One of the most scandalous claims in recent years hit the tech industry in early June this year, when CaseLabs, maker of some quite innovative chassis designs accused industry giant Thermaltake of ripping off its cases, as well as the designs of other manufacturers like Fractal and NZXT. While this was seemingly backed up by plenty of evidence, Caselabs has now issued a retraction letter for the claims it made.
This letter was publicised by Thermaltake and detailed as an ‘apology’ for the accusations previously made by CaseLabs. It reads:
“CaseLabs acknowledges that it does not own any patents on any of its case products. CaseLabs’ postings, which suggested that litigating to enforce patents would be prohibitively expensive, were misleading, because they implied that CaseLabs actually owned patents, which it does not. CaseLabs regrets this error. CaseLabs apologizes for accusing Mr. Robb and Thermaltake of “stealing” anything.”
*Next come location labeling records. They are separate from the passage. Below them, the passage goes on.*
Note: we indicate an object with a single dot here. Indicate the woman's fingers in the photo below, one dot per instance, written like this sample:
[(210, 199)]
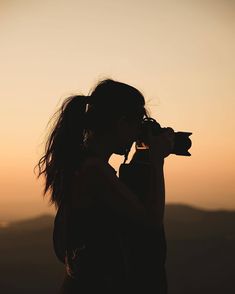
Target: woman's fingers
[(161, 145)]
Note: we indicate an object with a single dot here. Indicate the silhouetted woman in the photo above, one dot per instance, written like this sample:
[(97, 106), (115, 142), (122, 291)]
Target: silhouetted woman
[(96, 210)]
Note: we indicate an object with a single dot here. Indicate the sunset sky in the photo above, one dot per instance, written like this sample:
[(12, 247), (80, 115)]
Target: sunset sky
[(180, 54)]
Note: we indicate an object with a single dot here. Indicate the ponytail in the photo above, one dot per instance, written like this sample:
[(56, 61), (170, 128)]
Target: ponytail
[(62, 147)]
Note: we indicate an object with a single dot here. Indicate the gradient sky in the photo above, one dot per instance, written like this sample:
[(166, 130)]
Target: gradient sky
[(180, 54)]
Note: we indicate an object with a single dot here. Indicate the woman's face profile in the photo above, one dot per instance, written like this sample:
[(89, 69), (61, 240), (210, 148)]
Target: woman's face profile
[(126, 135)]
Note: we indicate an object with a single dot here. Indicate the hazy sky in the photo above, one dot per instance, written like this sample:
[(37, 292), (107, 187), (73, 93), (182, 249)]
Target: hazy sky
[(180, 54)]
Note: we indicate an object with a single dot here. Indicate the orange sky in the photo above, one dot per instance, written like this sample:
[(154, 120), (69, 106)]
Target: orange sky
[(180, 54)]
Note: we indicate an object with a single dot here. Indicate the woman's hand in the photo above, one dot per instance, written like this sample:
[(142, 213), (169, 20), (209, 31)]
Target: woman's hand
[(161, 146)]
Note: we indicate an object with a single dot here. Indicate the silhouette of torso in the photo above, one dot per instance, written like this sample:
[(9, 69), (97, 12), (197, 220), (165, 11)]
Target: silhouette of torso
[(102, 253)]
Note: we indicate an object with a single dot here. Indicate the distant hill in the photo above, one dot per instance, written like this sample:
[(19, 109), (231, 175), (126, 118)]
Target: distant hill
[(201, 255)]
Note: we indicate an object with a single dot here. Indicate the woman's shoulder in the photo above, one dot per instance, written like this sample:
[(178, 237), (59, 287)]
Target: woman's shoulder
[(93, 165)]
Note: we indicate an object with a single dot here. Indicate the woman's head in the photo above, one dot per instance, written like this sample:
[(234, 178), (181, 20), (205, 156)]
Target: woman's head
[(113, 110)]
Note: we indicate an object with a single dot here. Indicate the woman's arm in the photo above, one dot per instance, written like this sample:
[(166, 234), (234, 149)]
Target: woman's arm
[(102, 184)]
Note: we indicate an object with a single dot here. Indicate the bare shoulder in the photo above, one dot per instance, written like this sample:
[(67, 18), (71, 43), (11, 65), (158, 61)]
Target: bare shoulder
[(94, 166)]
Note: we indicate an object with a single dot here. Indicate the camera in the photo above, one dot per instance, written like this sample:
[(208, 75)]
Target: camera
[(182, 141)]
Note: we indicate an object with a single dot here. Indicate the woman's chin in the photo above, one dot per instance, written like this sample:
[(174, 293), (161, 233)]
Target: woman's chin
[(123, 150)]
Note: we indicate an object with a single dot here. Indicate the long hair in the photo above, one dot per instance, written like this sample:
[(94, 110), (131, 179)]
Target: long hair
[(79, 114)]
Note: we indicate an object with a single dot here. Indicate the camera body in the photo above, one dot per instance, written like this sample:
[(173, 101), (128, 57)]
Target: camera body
[(182, 141)]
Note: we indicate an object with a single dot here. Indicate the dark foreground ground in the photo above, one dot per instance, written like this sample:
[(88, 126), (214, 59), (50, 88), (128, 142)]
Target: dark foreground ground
[(201, 254)]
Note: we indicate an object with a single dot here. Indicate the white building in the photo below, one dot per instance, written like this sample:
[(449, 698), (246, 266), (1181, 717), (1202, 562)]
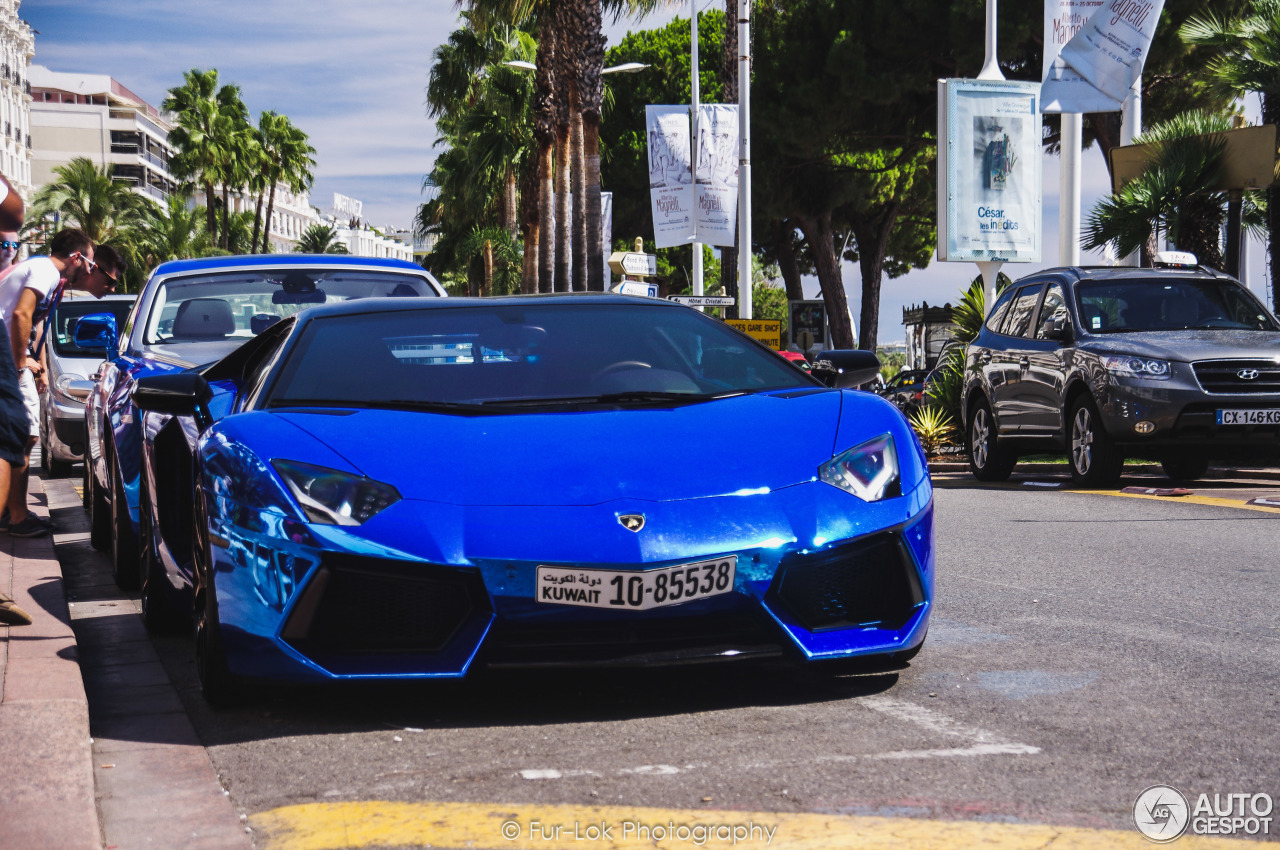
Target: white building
[(95, 117), (17, 48)]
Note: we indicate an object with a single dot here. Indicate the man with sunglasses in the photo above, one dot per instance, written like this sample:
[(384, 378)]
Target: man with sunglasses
[(27, 295)]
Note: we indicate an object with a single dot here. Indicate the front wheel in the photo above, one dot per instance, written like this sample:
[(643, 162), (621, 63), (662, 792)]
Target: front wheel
[(988, 461), (1096, 461)]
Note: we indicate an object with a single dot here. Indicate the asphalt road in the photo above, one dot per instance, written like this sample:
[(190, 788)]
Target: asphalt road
[(1084, 647)]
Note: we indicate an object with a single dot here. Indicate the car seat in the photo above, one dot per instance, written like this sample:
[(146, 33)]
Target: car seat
[(204, 319)]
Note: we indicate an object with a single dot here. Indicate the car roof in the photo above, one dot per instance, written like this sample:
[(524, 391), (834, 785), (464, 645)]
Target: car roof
[(396, 305), (272, 260)]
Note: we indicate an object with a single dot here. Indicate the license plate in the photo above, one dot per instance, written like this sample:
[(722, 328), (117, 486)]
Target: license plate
[(1248, 416), (635, 590)]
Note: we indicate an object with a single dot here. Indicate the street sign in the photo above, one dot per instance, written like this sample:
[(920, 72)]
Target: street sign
[(704, 301), (636, 288), (767, 330), (643, 265)]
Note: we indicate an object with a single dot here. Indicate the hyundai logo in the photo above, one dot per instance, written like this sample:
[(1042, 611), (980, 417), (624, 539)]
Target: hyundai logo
[(631, 521)]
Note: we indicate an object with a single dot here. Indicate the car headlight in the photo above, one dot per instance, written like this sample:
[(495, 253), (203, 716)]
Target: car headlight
[(332, 497), (1130, 366), (868, 470)]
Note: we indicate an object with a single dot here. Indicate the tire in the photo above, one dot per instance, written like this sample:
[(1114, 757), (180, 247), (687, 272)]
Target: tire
[(159, 613), (124, 545), (1093, 458), (218, 685), (99, 513), (987, 460), (1185, 467)]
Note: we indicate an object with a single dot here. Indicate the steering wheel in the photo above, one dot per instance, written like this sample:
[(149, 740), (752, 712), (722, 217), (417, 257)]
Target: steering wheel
[(620, 366)]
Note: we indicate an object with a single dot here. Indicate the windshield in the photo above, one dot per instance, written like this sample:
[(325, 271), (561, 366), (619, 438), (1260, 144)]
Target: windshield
[(1159, 304), (525, 355), (62, 324), (229, 305)]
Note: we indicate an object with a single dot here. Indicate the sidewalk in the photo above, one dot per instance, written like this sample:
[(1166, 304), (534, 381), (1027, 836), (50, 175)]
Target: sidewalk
[(45, 745)]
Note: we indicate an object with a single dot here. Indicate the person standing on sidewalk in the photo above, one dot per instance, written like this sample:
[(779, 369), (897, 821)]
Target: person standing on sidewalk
[(27, 293), (13, 415)]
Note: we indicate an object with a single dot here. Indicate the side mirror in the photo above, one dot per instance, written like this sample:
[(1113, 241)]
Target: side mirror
[(845, 369), (96, 333), (177, 394)]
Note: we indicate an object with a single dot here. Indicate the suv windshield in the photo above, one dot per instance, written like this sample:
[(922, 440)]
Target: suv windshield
[(525, 356), (1160, 304), (202, 307), (62, 323)]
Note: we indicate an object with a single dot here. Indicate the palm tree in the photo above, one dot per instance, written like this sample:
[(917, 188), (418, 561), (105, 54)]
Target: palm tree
[(1176, 196), (319, 238), (87, 196), (1249, 60), (289, 159), (208, 122)]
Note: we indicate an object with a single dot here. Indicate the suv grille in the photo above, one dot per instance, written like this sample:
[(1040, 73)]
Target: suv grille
[(1228, 376)]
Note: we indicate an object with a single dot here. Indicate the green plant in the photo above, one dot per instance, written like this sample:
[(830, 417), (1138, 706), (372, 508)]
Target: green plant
[(933, 428)]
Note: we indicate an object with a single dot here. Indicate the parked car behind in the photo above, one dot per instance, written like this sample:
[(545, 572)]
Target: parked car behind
[(71, 378), (1180, 365)]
It goes on to point out that all cases will have some similarities due to the nature of their function. However the big tone of the letter is less apology, and more pointing out that it cannot legally make those claims without patents to back it up.
Previous comments made by CaseLabs also accused Thermaltake of deliberately undercutting its designs, as well as copying them. This too it retracted in the letter:
“CaseLabs acknowledges that price competition is fundamental to a healthy marketplace, and CaseLabs recognizes that it has no right to prevent Thermaltake from offering a competing product for a lower price in the marketplace. CaseLabs retracts any suggestion that competitors are not entirely free to engage in price competition for such unpatentable products as CaseLabs’ computer cases.”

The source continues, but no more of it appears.